でもしかし、こ、こんな感じで初夜というものが終わっていいのでしょうか。いえむしろそんな感じなのでしょうか。ウチはウチ、ヨソはヨソ。というものなの…?そうぐるぐる考えていた私に、先にベッドに入っていた彼が起き上がる。起き上がって、私の元へとやってくる。


「何してんだ。」

「はっ、い、いえ、とくに、あの、…っ!」


ふと、伸ばされた手に強張った私の体がびくりと跳ねる。しかしその手は何をすることもなく、ただ、あの出掛けた時のように私の頬に触れた。つい閉じた目をおそるおそる開くと、すぐそこに、私の顔を覗き込むようにして彼の顔があった。
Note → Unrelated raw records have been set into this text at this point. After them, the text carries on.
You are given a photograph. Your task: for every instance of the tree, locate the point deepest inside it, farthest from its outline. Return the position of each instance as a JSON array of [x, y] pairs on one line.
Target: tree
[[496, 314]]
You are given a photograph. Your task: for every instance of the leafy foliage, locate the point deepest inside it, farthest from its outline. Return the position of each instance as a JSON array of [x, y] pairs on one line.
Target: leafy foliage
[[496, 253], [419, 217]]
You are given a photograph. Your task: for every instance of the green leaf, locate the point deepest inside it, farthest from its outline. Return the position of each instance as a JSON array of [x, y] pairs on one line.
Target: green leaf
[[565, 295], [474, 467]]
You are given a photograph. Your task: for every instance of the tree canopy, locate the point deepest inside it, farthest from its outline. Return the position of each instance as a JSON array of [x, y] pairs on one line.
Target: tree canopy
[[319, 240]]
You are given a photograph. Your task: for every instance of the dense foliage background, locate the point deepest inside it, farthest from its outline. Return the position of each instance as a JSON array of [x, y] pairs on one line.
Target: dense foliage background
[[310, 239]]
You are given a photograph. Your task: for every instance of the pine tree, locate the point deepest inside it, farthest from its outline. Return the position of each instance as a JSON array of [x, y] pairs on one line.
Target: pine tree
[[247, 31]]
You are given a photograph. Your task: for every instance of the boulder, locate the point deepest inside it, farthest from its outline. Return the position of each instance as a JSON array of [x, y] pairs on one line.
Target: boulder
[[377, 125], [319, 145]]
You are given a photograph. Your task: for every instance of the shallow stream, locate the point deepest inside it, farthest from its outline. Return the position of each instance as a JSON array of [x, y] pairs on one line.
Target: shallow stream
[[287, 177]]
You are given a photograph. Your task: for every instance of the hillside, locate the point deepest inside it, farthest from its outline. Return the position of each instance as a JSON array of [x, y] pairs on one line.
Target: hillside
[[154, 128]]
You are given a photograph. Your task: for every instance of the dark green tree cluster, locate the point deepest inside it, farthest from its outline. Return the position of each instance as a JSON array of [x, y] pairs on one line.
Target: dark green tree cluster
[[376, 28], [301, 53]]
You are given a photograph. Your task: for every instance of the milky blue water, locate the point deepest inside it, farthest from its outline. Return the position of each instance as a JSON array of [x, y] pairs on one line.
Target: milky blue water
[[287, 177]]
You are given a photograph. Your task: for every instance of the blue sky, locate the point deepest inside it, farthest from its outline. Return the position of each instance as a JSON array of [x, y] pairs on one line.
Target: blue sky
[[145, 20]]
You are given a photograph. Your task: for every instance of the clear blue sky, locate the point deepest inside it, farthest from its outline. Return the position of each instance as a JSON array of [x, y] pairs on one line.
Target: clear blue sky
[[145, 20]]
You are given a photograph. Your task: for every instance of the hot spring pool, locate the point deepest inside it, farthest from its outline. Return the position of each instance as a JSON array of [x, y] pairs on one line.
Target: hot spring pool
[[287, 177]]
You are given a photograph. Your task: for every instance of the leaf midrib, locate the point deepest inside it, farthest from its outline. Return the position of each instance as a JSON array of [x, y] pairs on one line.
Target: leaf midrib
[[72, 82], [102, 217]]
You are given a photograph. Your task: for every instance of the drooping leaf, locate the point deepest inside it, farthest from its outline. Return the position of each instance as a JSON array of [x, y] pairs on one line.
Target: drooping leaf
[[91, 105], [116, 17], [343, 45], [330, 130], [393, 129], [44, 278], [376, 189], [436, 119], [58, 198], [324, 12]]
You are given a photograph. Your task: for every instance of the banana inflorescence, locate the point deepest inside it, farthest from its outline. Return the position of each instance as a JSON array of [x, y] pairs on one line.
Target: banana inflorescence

「触るだけでこんなになってる女、すぐに抱かねぇよ。」

「………っ、」


あまりの距離の近さに、喉が引き攣る。
どくどくと心臓が鳴って、頭が白くなっていく。だ、だめ…、ここで白くなっては…。


「相変わらず仔犬みたいにビクビクしやがって。」


こ、いぬ…?
言葉のわりには、彼の声音は優しく聞えた。ただ、近すぎる距離に、私はまた目を強く瞑ってしまう。すると膝裏に固いものが回って、きゃぁと声をあげる前に、私の体はまるで幼子を抱くように彼に持ち上げられてしまう。


「ひぁっ…、あ、あの、っ」

「大人しくもう寝ろ。俺は眠い。」


そう言ってぐんっと体を横にされ、ベッドに落とされる感覚に思わず彼の首に抱き付く。


「………」


しかし私は落ちることなく、ゆっくり、ぽすんとベッドに落とされた。あまりにも勢いのあった振りに、すぐからかわれたのだと気付く。


「〜〜〜っ!び、びっくりしました…!!」

「びっくりさせようとしたからな。」

「っ、ひ、ひどいです…!ずるいです…!こ、怖かったです…!」

「そりゃぁ………悪かったな。」


私をベッドにおろした腕が離れ、その腕が、手が、私の額を撫でた。
そして。


「おやすみ、なまえ。」


とびきり甘い声と、触れるだけの口付けが、私の額に落ちた。